加藤 はい。深みのある甘味と複雑なうま味をお楽しみいただけます。そもそも、みりんは飲み物なんですよ。

――え、そうなんですか?

伝統製法で造った「飲めるみりん」が人気、コロナ禍だからこそ攻めの経営副社長・加藤祐基氏。1983年、岐阜県生まれ。東京農業大学応用生物科学部醸造科学科卒業後、白相酒造に勤務。2010年に実父が社長を務める家業の白扇酒造に入社。副社長に就任。

加藤 もともとみりんは、もち米と米こうじ、米焼酎で造る酒の一種で、焼酎で割って愛飲されていました。

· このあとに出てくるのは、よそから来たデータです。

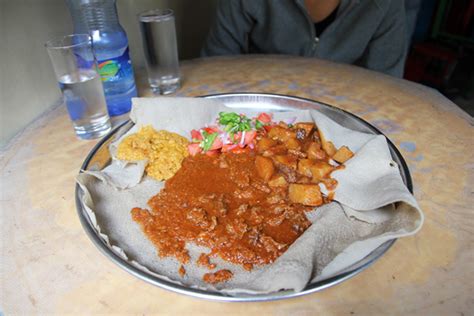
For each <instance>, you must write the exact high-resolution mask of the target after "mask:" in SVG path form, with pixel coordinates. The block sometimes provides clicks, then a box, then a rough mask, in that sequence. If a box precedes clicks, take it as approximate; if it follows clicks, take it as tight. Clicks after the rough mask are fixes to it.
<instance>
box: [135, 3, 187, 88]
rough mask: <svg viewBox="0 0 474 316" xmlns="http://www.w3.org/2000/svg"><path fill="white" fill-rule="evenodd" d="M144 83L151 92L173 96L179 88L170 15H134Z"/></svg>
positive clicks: (175, 57)
mask: <svg viewBox="0 0 474 316" xmlns="http://www.w3.org/2000/svg"><path fill="white" fill-rule="evenodd" d="M138 20H139V22H140V29H141V34H142V41H143V50H144V53H145V60H146V67H147V72H148V82H149V83H150V87H151V89H152V90H153V92H155V93H159V94H169V93H174V92H175V91H176V90H177V89H178V88H179V87H180V73H179V61H178V47H177V42H176V29H175V23H174V13H173V11H172V10H170V9H164V10H160V9H156V10H149V11H145V12H142V13H141V14H139V15H138Z"/></svg>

 調味料として使われ始めたのは、江戸後期からです。当初は料亭で使われていましたが、戦後、一般家庭でも手軽に使えるようにと、多くの会社が、本来の原料に醸造アルコールや糖などを混ぜて造るようになりました。それで飲むためのものではなくなってしまったのです。

――その流れに乗らなかったわけですね

加藤 弊社は創業以来、伝統的な製法にこだわってみりんを造ってきました。主力商品の「福来純本みりん」は、もち米、米こうじ、米焼酎を60~90日間糖化させて手しぼりした後、3年間貯蔵熟成させて造ります。だから、まろやかで濃厚なみりんとなるのです。こうした本来のみりんを造っているのは、今や弊社以外にほとんどありません。

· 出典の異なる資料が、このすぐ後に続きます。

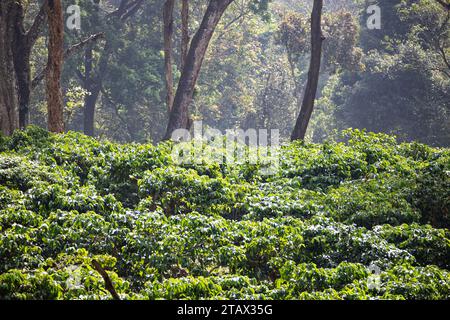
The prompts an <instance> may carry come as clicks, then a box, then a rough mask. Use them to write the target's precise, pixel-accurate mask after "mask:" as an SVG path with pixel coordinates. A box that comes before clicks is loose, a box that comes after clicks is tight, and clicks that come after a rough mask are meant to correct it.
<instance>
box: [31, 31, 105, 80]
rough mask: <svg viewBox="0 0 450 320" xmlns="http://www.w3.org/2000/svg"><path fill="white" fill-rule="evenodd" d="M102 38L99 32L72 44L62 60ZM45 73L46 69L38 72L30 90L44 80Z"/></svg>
mask: <svg viewBox="0 0 450 320" xmlns="http://www.w3.org/2000/svg"><path fill="white" fill-rule="evenodd" d="M104 37H105V34H104V33H103V32H100V33H96V34H93V35H91V36H90V37H88V38H86V39H84V40H83V41H81V42H79V43H77V44H74V45H73V46H71V47H70V48H68V49H67V50H66V51H65V52H64V60H66V59H68V58H70V57H71V56H72V55H73V54H74V53H75V52H77V51H78V50H80V49H81V48H83V47H84V46H85V45H86V44H88V43H90V42H93V41H96V40H98V39H102V38H104ZM46 72H47V67H45V68H44V69H43V70H42V71H41V72H39V73H38V74H37V76H35V77H34V79H33V81H32V82H31V88H32V89H34V88H36V87H37V86H38V85H39V83H40V82H41V81H42V79H44V77H45V73H46Z"/></svg>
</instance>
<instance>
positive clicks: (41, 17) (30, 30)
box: [26, 0, 48, 48]
mask: <svg viewBox="0 0 450 320" xmlns="http://www.w3.org/2000/svg"><path fill="white" fill-rule="evenodd" d="M47 4H48V0H45V1H44V3H43V4H42V5H41V8H40V9H39V12H38V14H37V16H36V18H34V21H33V24H32V25H31V27H30V29H29V30H28V32H27V33H26V39H27V46H28V47H29V48H31V47H32V46H33V45H34V43H35V42H36V40H37V38H38V37H39V34H40V33H41V31H42V28H43V26H44V24H45V21H46V19H47V14H46V13H45V8H46V7H47Z"/></svg>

 原料の米焼酎を自作しているのも、おいしさの秘密です。私は弊社に入社するまで、東京農業大学で焼酎の研究をし、焼酎の蔵元で修業しました。そのノウハウをみりん造りにも持ち込んだわけです。

――料理に使ったらおいしそうですね

加藤 うま味が凝縮されているので、砂糖を使わなくても料理に優しい甘味と深みが出ます。それが評価されて、現在では京都や東京をはじめとした全国の高級料亭でご利用いただくようになりました。また、菓子やそばつゆ、佃煮、うなぎのたれなど、さまざまな加工食品や調味料の原料としても使われています。

 一般のお客さまにも支持されていて、売り上げの半分を占めます。1.8リットルで2750円と一般的なみりんと比べて高めですが、「一度使ったら他のみりんは使えない」と、健康志向や食材にこだわりのあるお客さまにリピートされています。